Where can I find open earth observation data?
Let’s circle back to Landsat. It’s openly available from its source at the USGS, but that’s not the only place to find it. There are some seriously cool platforms where you can find Landsat and other earth observation data. Which one you choose will depend on your level of expertise and what you hope to achieve with it. Here are some great options:
- USGS Earth Explorer – awesome for downloading a whole range of data including Landsat, AVHRR, some commercial imagery, elevation data, and there’s even some USGS drone data there! Once you’ve downloaded the data, you’ll need to have your own software for processing it.

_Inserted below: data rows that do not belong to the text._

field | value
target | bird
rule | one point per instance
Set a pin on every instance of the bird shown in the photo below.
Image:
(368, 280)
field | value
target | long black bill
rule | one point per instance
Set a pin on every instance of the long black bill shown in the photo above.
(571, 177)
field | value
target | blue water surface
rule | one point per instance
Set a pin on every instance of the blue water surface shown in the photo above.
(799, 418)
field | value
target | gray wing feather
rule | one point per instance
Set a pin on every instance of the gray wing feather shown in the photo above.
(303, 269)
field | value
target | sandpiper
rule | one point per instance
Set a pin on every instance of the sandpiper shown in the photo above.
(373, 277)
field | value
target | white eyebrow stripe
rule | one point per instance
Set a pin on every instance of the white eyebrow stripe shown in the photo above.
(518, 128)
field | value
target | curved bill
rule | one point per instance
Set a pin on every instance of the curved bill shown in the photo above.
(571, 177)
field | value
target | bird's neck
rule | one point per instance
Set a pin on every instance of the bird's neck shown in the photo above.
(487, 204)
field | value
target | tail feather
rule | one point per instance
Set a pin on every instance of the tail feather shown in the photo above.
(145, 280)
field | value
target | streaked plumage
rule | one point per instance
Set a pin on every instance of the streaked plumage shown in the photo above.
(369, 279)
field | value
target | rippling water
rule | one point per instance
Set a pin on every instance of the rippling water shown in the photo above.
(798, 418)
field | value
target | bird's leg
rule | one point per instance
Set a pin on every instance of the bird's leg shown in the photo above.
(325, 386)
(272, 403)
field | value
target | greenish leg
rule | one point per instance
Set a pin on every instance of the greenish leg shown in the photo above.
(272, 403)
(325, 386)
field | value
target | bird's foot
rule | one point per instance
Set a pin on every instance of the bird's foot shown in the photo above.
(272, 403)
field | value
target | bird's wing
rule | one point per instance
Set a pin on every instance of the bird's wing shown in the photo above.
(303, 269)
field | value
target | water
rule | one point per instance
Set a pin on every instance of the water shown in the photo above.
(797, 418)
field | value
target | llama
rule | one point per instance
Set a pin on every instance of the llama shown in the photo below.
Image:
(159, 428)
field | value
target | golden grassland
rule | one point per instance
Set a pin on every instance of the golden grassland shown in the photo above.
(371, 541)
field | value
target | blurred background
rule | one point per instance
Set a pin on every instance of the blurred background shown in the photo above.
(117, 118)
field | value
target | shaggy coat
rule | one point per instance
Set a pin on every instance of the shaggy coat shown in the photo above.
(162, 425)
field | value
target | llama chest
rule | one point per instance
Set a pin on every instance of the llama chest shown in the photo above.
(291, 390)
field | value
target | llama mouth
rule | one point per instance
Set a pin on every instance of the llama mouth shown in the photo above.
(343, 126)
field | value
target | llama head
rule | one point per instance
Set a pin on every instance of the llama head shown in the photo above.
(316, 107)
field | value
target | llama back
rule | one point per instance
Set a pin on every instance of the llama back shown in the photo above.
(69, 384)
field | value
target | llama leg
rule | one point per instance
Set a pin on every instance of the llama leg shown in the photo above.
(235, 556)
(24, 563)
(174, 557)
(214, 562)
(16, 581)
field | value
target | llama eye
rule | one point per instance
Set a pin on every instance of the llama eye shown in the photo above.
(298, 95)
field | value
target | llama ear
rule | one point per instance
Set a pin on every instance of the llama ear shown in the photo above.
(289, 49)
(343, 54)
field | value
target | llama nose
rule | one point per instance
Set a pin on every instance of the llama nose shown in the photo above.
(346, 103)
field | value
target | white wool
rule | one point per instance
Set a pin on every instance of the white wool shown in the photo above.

- Open Data Cube – platform to manage and analyse earth observation data including Landsat, Sentinel, MODIS. Get ready to work with Python and Jupyter notebooks
- European Space Agency’s Copernicus Open Access Hub – check out the interactive GUI to download Sentinel data or the API hub for cloud streaming services
- GeoNadir – If you’re into drone data, then this is the place to be. Data are contributed from people around the world and then built into orthomosaics on the platform.The repository is growing on a daily basis and you can interact as both a contributor as well as a user.
What’s in the future for open data?
So it’s true – there’s no such thing as free. Open data always has a cost associated with it, but in many cases, that cost has already been borne by us as taxpayers. When the US Government realised that in the mid to late 2000’s, the open Landsat archive opened a world of new opportunities. Now it’s not just governments contributing to the open data movement, but industry, private enterprise, and community groups all play a valuable role in the open data ecosystem. With distributed collection and decentralised control on the supplier side of the equation, we are sure to see many more innovations in open data and analysis. Maintaining collection standards and – most importantly – appropriate metadata will be key to ensuring we don’t go down the lines of ‘garbage in = garbage out’.
We use and benefit from open data on a daily basis. Whether that’s from looking at weather forecasts, determining the best travel route on google maps, or tracking covid infection rates, open data are everywhere. So if you appreciate using open data, perhaps also now consider how you can actively contribute to it.
Because of course we are always passively contributing to creating open data, but that’s another story!